Pidato perdana Anies Baswedan sebagai Gubernur DKI Jakarta mencantumkan kata-kata pribumi dan jadi kontroversi. Anies menjelaskan konteks pidato yang tengah ramai diperbincangkan di media sosial itu.

Hal yang menjadi heboh di media sosial adalah bagian pernyataan Anies yang berbunyi “Dulu kita semua pribumi ditindas dan dikalahkan. Kini telah merdeka, kini saatnya menjadi tuan rumah di negeri sendiri. Jangan sampai Jakarta ini seperti yang dituliskan pepatah Madura. Itik telor, ayam singerimi. Itik yang bertelor, ayam yang mengerami”.

Terkait pidato tersebut, Anies pun meluruskan konteks dalam pernyataan tersebut. “Itu pada konteks pada era penjajahan. Karena saya menulisnya juga pada zaman penjajahan dulu karena Jakarta itu kota yang paling merasakan,” kata Anies kepada wartawan di Balai Kota DKI Jakarta, Senin (17/10/2017). Anies tak bicara apakah pidato itu ditulisnya sendiri atau ada tim yang mempersiapkan. “Pokoknya itu digunakan untuk menjelaskan era kolonial Belanda. Jadi anda baca teks itu bicara era kolonial Belanda, ” jelas Anies lagi.

Di Media Sosial para netizen yang diidentifikasi pendukung Ahok calon gubernur DKI yang kalah dalam pilkada kemarin memframing istilah “Pribumi” sedemikian rupa seolah – olah Anies melakukan pernyataan rasis dan diskriminatif padahal ketika beberapa waktu lalu ketika steven yang kebetulan chinese menghina Gubernur NTB dengan kata kata “Dasar Indo, Dasar Indonesia, Dasar Pribumi, Tiko” mereka diam – diam saja tidak ada yang mengatakan itu adalah pernyataan rasis, kemudian tidak ada juga yang mengecam perkataan steven soal Pribumi itu dari kelompok mereka.

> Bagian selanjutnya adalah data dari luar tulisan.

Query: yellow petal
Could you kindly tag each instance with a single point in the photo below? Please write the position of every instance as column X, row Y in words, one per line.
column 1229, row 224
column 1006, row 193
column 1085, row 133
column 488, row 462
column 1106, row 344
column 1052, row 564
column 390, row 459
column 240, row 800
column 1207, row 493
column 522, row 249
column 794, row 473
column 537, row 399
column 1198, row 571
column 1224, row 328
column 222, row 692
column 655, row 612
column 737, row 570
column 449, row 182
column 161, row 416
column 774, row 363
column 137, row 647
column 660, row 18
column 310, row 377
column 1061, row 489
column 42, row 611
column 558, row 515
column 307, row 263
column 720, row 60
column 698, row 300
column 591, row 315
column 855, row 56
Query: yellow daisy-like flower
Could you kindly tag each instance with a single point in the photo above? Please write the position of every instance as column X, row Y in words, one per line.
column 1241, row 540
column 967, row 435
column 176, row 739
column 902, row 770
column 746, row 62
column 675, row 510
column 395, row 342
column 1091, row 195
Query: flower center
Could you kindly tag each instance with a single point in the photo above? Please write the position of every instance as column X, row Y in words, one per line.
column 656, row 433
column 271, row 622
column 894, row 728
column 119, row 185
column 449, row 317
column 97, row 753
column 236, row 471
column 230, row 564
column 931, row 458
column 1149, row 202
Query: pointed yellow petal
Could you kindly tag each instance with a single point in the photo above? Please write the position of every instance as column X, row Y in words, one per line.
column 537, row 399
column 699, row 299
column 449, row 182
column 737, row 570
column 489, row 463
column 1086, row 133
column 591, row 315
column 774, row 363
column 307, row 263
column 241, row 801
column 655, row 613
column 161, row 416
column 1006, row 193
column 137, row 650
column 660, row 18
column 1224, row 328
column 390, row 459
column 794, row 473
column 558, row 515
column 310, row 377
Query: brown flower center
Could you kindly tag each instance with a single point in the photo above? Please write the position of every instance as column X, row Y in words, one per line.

Seperti yang kita ketaui Gubernur Nusa Tenggara Barat (NTB), Muhammad Zainul Majdi sempat mendapat perlakukan tidak menyenangkan saat berada di Bandara Changi, Singapura. Majdi dicaci sesama penumpang pesawat terbang saat hendak check in di depan counter salah satu maskapai penerbangan, Steven melayangkan kata-kata, “Dasar Indo, Dasar Indonesia, Dasar Pribumi, Tiko.”

Jadi polemik yang terjadi hari ini bisa dilihat sederhana hanya upaya dari kelompok yang belum bisa move on menerima hasil Pilkada DKI Jakarta dan memanfaatkan media social untuk memprovokasi gubernur yang terpilih secara konstitusional. [spc]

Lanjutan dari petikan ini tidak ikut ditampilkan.